Wednesday, April 15, 2020

Writing students hear stories of Covid-19

An emergency room triage nurse came to my nonfiction writing class yesterday, dressed in PPE--a mask, headband, glasses, and gloves.

OK, there was no emergency. And really, no classroom either. My class was meeting online via Zoom, and a friend of mine who's a triage nurse at St. Luke's Hospital Emergency Room, Teresa Williams, joined us for the online meeting.
That's Teresa on the right with the headband and mask

Teresa was there to talk with my students about working in the Emergency Room during the pandemic, how she's handling the influx of Covid-19 patients, how the hospital is responding, what it's like working under the pressure of a fast-spreading disease.

Why have a nurse visit a writing class? My writing students are spending the last four weeks of the semester--these weeks of online instruction due to the pandemic--writing about life during the pandemic. We've been reading examples of narrative nonfiction written about life during various crises, including the 1918 Influenza epidemic and the Dust Bowl of the 1930s.

Besides writing about their own experiences with this particular crisis, they are talking with others whose lives have been affected by the pandemic. I was so grateful that Teresa agreed to talk with all of us.

Once she shed her face mask and gloves, Teresa affirmed what we already knew: that Covid-19 cases are still on the rise here in Cedar Rapids. There have been 276 cases reported in Linn County as of today. Of course, that reported number is just the number of people who are sick enough to go someplace like a hospital and get tested. There are many more people who probably have Covid-19, but haven't been tested--they've called their doctors, described the symptoms, and been told to quarantine themselves at home unless their symptoms get worse.

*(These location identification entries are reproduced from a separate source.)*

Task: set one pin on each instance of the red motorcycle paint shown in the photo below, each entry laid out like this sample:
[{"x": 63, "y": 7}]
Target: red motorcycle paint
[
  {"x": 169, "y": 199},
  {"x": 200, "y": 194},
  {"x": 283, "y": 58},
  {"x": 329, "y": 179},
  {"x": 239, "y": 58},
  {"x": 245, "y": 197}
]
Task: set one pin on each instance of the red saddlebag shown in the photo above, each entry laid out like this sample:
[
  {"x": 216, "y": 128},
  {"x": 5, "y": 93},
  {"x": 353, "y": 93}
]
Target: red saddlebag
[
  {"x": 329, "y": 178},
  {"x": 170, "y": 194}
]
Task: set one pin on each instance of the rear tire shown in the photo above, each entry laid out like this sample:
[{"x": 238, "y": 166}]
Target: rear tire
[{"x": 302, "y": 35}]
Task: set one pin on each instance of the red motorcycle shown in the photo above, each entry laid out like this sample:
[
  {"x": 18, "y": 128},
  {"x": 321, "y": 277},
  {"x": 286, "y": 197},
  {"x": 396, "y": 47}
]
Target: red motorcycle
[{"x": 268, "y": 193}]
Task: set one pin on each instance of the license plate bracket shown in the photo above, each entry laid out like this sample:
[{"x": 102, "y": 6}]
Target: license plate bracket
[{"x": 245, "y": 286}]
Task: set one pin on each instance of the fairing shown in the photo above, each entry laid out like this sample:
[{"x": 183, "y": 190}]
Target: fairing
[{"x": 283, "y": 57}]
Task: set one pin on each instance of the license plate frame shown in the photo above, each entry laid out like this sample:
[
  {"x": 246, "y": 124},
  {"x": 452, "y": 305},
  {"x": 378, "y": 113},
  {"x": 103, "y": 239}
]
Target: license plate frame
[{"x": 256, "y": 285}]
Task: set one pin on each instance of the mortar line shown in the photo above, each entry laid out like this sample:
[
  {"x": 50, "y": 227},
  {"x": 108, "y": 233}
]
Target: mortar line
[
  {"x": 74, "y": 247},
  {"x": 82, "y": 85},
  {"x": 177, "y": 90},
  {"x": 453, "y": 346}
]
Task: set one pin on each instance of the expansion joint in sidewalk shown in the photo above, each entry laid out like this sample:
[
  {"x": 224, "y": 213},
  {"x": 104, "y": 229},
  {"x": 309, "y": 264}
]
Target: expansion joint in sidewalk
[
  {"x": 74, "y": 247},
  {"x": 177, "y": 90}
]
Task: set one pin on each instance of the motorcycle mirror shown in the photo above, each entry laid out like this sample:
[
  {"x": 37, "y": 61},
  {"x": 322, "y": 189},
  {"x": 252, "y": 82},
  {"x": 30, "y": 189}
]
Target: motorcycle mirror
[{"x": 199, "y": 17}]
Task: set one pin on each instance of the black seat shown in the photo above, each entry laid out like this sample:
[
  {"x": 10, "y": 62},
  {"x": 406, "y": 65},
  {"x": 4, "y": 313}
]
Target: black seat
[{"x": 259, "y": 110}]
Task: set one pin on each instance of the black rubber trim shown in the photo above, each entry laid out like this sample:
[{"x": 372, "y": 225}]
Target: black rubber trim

Over at the St. Luke's Hospital Emergency Room, there has been a steady stream of patients with Covid-19. Not an unmanageable surge--yet--but plenty of sick people. "I probably get exposed to Covid 5 to 10 times a day," Teresa said.
The entrance to St. Luke's Emergency Room
We wanted to know what it was like to interact with people who were sick enough that they came into the hospital for treatment. Teresa told us that it was pretty clear when someone was sick enough to be admitted to the hospital.

"Normally for an adult, the respiratory rate is about 20 breaths per minute," Teresa said. "These patients are coming in with a rate of 40 or 50 per minute. It's like they just ran a race and can't catch their breath."

While Teresa's mask, and gloves seemed like good protection, once a Covid-19 patient has been diagnosed, nurses who work with that patient have to don what Teresa called "the full outfit," PPE protective gear that covers the entire body, like an astronaut's suit.

"It has to be put on in a certain order," Teresa told us. "It takes two people to put it on."
The full PPE outfit includes a full coverall, gloves, a hood, and a helmet with a clear plastic face shield. There is a tube running down from the helmet that connects to an oxygen supply so that the nurse or doctor isn't breathing in the virus expelled by the patient. "It's bulky and heavy," Teresa pointed out. But that PPE is essential when working closely with very sick patients--taking blood tests, administering oxygen, taking other vital signs.

Teresa told us that those very ill patients are sent to the 5th floor of the hospital--a floor that's been prepared to receive Covid-19 patients. There, health care workers wear full PPE all day.

This week, that floor is "pretty much full," Teresa says, and the hospital is considering whether to open rooms on another floor.

The students and I have had our lives upended by this pandemic. Instead of meeting in person for classes and being part of that residential college experience, we are connecting via screens and email, struggling with isolation, and worrying about the future. But for most of us, we can stay away from sources of infection and do our work--whether studying or teaching--from home.

Not so for Teresa and the other health care workers. As Teresa put it, they are like firefighters who run towards the burning building while everyone else flees.

I'm so grateful for their bravery and steadfastness, and for Teresa's willingness to share a bit of her story with us.